20.12.09

un amor para nada recíproco que sufrió una tal Amelia

Él estaba triste. Ella intentaba consolarlo tan solo con su mirada lúcida. Quiso abrazarlo, pero no pudo, él estaba lejos. Aún así, ella podía sentir su calor. Ese calor que la invadía, ese calor que la hacía sudar por su intensidad. ¿Cómo es posible que lo sienta, y que esté a semejante distancia?
¿Por qué lo siente? Lo vive, lo respira, lo aspira, lo transpira, lo absorbe. Pero él no está.
Amelia se cansó de no entender. Su perseverancia se perdió, sus lágrimas se secaron, sus manos dejaron de sangrar. Pero todavía sentía su calor.
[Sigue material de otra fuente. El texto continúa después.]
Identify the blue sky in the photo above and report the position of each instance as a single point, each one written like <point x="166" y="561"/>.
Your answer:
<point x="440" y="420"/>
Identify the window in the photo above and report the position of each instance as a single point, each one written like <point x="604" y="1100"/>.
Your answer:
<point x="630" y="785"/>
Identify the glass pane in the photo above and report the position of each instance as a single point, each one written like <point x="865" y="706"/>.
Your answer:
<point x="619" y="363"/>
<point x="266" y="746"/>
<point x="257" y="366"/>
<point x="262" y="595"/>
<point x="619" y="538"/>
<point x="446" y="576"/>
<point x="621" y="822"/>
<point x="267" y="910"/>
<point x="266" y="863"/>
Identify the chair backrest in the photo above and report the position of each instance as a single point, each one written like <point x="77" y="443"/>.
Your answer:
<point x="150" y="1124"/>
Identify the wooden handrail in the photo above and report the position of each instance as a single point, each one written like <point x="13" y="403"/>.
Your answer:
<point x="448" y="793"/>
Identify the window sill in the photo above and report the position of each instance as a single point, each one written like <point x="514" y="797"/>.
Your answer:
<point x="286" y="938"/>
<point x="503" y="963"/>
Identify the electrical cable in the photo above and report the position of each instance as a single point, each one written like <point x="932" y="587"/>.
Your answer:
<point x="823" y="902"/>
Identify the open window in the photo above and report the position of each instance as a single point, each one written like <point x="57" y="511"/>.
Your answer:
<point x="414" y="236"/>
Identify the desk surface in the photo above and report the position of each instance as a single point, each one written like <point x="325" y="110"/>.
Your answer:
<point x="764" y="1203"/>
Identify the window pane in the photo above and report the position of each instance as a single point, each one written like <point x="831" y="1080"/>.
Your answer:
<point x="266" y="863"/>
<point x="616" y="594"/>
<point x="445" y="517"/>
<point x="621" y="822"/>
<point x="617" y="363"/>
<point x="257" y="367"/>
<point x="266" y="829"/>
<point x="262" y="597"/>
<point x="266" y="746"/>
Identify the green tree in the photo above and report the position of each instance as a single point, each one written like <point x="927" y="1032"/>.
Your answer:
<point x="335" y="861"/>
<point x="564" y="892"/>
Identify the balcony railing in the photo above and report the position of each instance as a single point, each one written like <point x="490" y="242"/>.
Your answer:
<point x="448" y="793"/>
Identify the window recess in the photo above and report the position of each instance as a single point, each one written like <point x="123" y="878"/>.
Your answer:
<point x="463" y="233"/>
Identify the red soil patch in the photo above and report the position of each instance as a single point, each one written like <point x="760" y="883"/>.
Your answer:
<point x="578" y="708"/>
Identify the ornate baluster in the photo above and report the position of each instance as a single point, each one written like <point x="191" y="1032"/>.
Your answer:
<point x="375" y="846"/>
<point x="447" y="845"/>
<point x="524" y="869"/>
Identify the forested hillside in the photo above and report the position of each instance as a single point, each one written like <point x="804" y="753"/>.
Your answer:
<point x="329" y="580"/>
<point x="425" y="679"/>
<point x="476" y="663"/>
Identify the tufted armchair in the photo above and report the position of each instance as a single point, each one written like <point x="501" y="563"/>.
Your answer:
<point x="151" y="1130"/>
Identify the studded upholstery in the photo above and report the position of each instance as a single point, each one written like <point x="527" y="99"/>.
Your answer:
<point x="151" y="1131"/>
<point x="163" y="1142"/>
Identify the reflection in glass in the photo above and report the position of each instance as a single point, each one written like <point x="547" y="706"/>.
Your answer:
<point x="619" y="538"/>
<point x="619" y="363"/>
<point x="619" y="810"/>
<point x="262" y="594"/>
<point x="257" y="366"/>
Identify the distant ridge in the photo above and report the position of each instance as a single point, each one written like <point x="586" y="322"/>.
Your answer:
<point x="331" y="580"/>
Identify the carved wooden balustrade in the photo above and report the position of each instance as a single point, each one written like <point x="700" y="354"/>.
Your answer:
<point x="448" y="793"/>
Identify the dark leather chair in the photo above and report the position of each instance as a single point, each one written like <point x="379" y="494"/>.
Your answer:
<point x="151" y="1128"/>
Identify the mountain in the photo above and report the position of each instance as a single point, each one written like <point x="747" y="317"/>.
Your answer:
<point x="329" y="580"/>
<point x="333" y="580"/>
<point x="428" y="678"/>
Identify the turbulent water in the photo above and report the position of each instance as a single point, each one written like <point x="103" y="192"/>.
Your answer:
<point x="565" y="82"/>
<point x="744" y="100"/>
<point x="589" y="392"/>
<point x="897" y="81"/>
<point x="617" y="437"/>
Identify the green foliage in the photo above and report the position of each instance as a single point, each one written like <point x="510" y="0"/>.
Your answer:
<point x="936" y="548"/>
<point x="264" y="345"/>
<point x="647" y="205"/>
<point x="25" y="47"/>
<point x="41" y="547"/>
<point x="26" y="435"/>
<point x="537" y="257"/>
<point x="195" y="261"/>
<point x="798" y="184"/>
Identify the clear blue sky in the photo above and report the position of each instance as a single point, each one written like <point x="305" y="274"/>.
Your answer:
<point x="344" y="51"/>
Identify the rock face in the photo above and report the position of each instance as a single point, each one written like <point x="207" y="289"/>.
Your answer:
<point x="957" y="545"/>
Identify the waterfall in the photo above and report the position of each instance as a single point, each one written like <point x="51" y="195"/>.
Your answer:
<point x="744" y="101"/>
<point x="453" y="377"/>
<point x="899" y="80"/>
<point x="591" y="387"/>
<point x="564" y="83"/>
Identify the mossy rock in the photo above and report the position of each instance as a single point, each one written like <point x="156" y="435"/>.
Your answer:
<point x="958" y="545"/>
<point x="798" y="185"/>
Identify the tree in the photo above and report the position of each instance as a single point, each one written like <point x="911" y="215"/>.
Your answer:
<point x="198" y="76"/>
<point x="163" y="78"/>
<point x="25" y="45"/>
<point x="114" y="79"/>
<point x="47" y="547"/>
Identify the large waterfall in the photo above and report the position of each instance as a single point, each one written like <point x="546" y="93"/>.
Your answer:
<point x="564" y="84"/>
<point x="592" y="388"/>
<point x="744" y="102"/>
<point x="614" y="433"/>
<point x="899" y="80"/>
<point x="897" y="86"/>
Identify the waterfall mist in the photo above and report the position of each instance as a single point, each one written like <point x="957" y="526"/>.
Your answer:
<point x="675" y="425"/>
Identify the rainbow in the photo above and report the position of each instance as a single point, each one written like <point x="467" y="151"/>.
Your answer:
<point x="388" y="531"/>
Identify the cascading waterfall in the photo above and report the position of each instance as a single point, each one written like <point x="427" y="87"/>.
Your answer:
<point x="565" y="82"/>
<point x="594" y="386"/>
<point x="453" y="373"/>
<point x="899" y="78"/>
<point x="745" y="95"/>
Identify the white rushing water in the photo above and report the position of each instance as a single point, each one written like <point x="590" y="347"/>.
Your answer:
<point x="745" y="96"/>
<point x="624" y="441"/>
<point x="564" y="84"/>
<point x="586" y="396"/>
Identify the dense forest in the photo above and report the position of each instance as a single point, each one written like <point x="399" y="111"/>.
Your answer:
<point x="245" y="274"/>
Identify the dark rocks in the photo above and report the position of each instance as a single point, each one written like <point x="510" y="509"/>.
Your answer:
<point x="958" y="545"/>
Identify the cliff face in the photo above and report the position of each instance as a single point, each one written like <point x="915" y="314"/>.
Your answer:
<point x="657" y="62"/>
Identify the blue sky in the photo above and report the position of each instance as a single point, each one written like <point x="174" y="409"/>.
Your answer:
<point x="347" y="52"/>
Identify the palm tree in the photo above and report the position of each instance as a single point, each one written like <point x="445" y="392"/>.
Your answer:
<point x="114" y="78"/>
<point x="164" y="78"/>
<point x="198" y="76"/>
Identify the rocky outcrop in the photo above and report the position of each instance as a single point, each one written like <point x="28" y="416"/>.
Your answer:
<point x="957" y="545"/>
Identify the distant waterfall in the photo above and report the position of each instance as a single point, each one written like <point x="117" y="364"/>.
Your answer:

Intentó alejarse, quiso sentir el frio de Agosto, corrió, corrió y corrió muy lejos, lejos del calor que la sofocaba, lejos de él.
No hubo solución alguna, Amelia siguió corriendo pero el calor no la dejaba escapar. Se cayó sobre el césped, llorando con el alma. Sus lágrimas habían vuelto a surgir, y no quisieron parar. La desesperación era tal, que se sintió amarrada por las plantas, sentía que la abrazaban como si fuesen cuerdas enormes, cuerdas con nudos que la quieren ahorcar. Ya no aguantaba más.
Murió asfixiada por sus propias manos, ahogada en sus propias lágrimas saladas. Y después de aquella lucha que la llevó a la muerte, el sol seguía calentando su cadáver, reemplazando el calor de ese hombre que no existía en cuerpo, sino que en energía, aquél hombre que no quiso su consolación y que se fue inclusive sin decirle adiós, sin un roce de manos, sin una mirada que silenciosamente le susurre “gracias”.